Transformational Pleasure

By Melissa Fritchle LMFT Holistic Sex Therapist and Educator

More of What Makes My Head Explode


I was meeting with a new client who is concerned because she is not feeling much in the way of sexual desire and it is causing problems with her husband. As we are talking and I am getting the bigger picture of her life, she mentions that she brought up her lack of desire with her psychiatrist and the psychiatrist told her to “drink a glass of wine” and that should help. HEAD EXPLODING. Now aside from this being pathetic advice and not related to increasing desire in any way (more on that in a bit), I should mention that the client in this story is 5 years sober. So I can only imagine that this psychiatrist was so thrown by the topic of sexuality that she gave this knee-jerk inappropriate, if not unprofessional, piece of advice.

So for those of you reading, let’s clarify why this was bad advice, for anyone, not just a client in sobriety. Alcohol – in small amounts! - can lower our inhibitions and help us relax. True enough. But sexual desire is not equivalent to low inhibitions. If someone is not feeling sexual, it is just as likely that a glass of wine will only make them uninhibited enough to say, “no way, I just want to watch the game”. Supporting someone who wants sex but feels inhibited or ashamed about it is totally different than helping someone who wants to want sex but just currently doesn’t.

There is so much to explore and consider when you are working with someone with desire issues and so many deep and insightful places that conversation can go. What a waste to stop the exploration with a throw away, impersonal “solution”. Desire is mysterious. It can require us to look deeply and with compassion at the intersections of our needs, identities, life phases, and relationships that all pull and draw us in sometimes conflicting directions.
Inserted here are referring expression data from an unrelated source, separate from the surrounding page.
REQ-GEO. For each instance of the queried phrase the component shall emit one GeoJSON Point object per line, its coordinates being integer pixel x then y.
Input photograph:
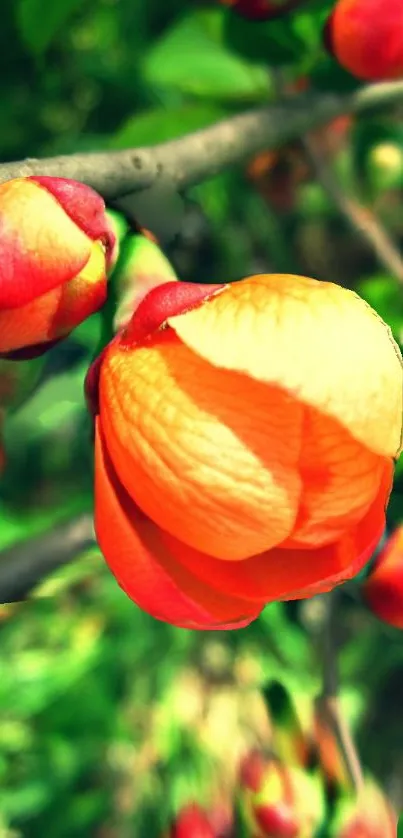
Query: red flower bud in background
{"type": "Point", "coordinates": [287, 803]}
{"type": "Point", "coordinates": [369, 815]}
{"type": "Point", "coordinates": [383, 589]}
{"type": "Point", "coordinates": [192, 822]}
{"type": "Point", "coordinates": [261, 9]}
{"type": "Point", "coordinates": [366, 37]}
{"type": "Point", "coordinates": [56, 245]}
Bottom line : We can do so much better than this. We should be doing so much better than this. For therapists and other professionals out there, the time is now. You don’t all have to be sex therapists. Hey I want to keep my job. But it is part of your responsibility to be sexually aware enough to provide someone with a clear-headed space to bring up sexual concerns without getting shut down. If you feel lacking in this area, be compassionate with your own place in a sexually uninformed culture and then seek out good training and education. Have good referrals; take sex seriously as the nuanced and valuable thing that it is in our lives.

And if you are someone looking for sexual support or exploration, there are people who are able to be supportive of you as a unique person. They are out there. I promise. Keep looking.